Die drei Worte, die die globale Elite in Angst versetzten: „Wachstum, Baby, Wachstum“

Donald Trump bringt Davos zum Schweigen

In den Hallen des Weltwirtschaftsforums (WEF) in Davos hat sich in diesem Jahr eine spürbare Spannung ausgebreitet. Die Vertreter der Trump-Administration haben eine klare Botschaft vermittelt: "Grow, Baby, Grow" – Wachstum, Baby, Wachstum. Diese drei Worte stehen für eine Abkehr vom etablierten Modell, das auf der Verwaltung von Niedergang und Globalisierung setzt. Stattdessen fordert das Team um Präsident Donald Trump eine Rückbesinnung auf nationale Souveränität und wirtschaftliches Wachstum, das den Westen stärken soll.

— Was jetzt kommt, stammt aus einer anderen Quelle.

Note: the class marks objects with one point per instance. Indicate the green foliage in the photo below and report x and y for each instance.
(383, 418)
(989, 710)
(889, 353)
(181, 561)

Warum Globalismus light scheitern wird


Die Realitätsprüfung des Trump-Teams

Handelsminister Howard Lutnick eröffnete die Debatte mit direkten Worten. Er betonte, dass die Globalisierung den Westen und die USA im Stich gelassen habe. Das WEF-Modell, das auf dem Export von Arbeitsplätzen in Billiglohnländer setzt, habe sich als gescheitert erwiesen. Präsident Trump ergänzte dies, indem er auf die Zerstörung durch Offshore-Jobs, Massenmigration und umweltpolitische Maßnahmen hinwies, die er als "grünen Wahnsinn" bezeichnete.

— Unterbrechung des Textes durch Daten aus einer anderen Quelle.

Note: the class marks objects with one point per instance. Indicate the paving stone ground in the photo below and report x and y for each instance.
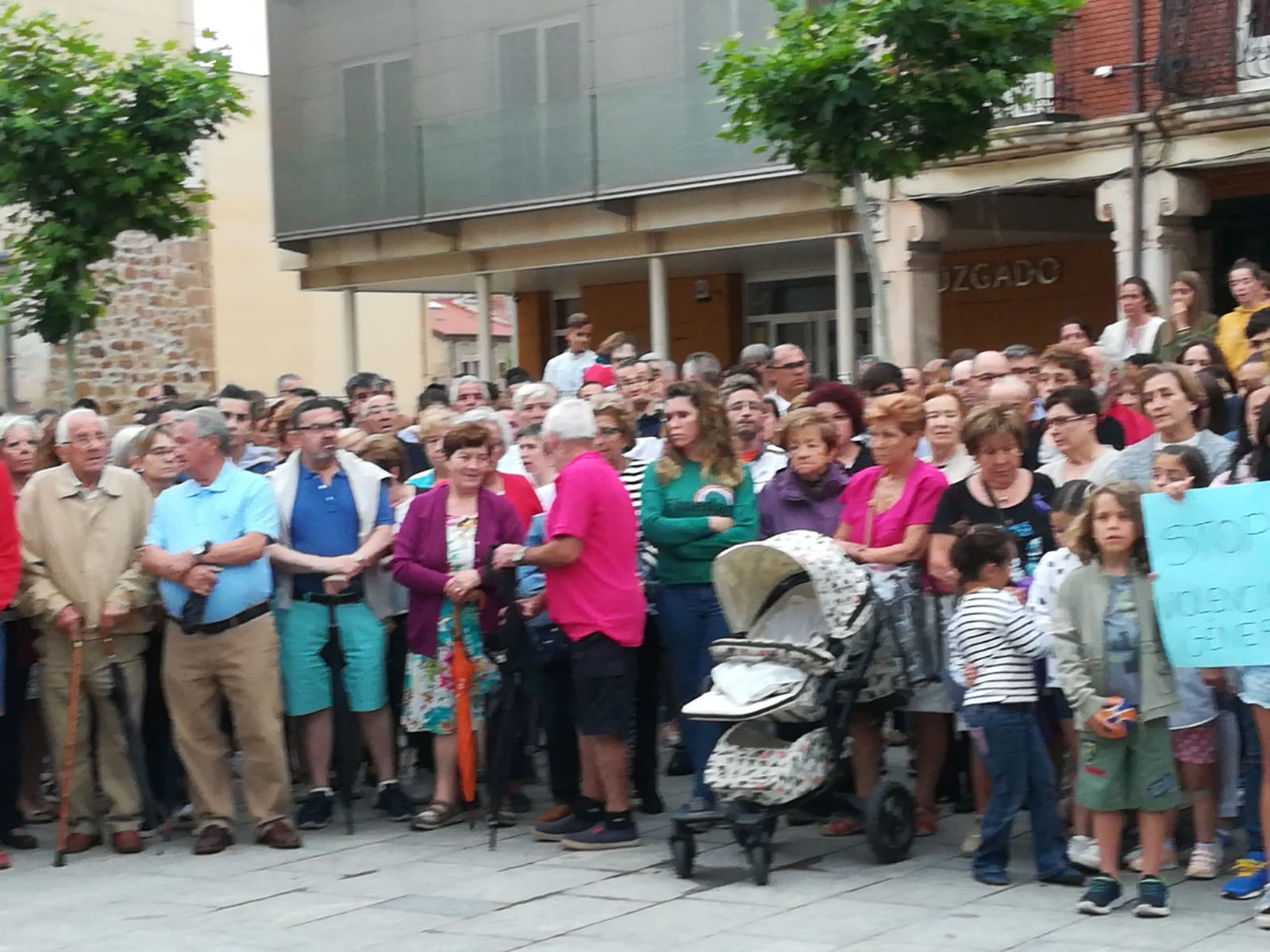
(387, 888)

Finanzminister Scott Besant unterstrich die Notwendigkeit eines Paradigmenwechsels. Die globale Elite denke in Kategorien der Sparsamkeit und Schuldenabbau, doch die Alternative sei Wachstum. Nach der COVID-Pandemie seien die Staatshaushalte aufgebläht, und nur durch Expansion – Deregulierung und Investitionen – könne man aus der Schuldenfalle entkommen. Besant lud die Welt ein, sich diesem Ansatz anzuschließen: Wachstum gemeinsam fördern, um Prosperität für alle zu schaffen.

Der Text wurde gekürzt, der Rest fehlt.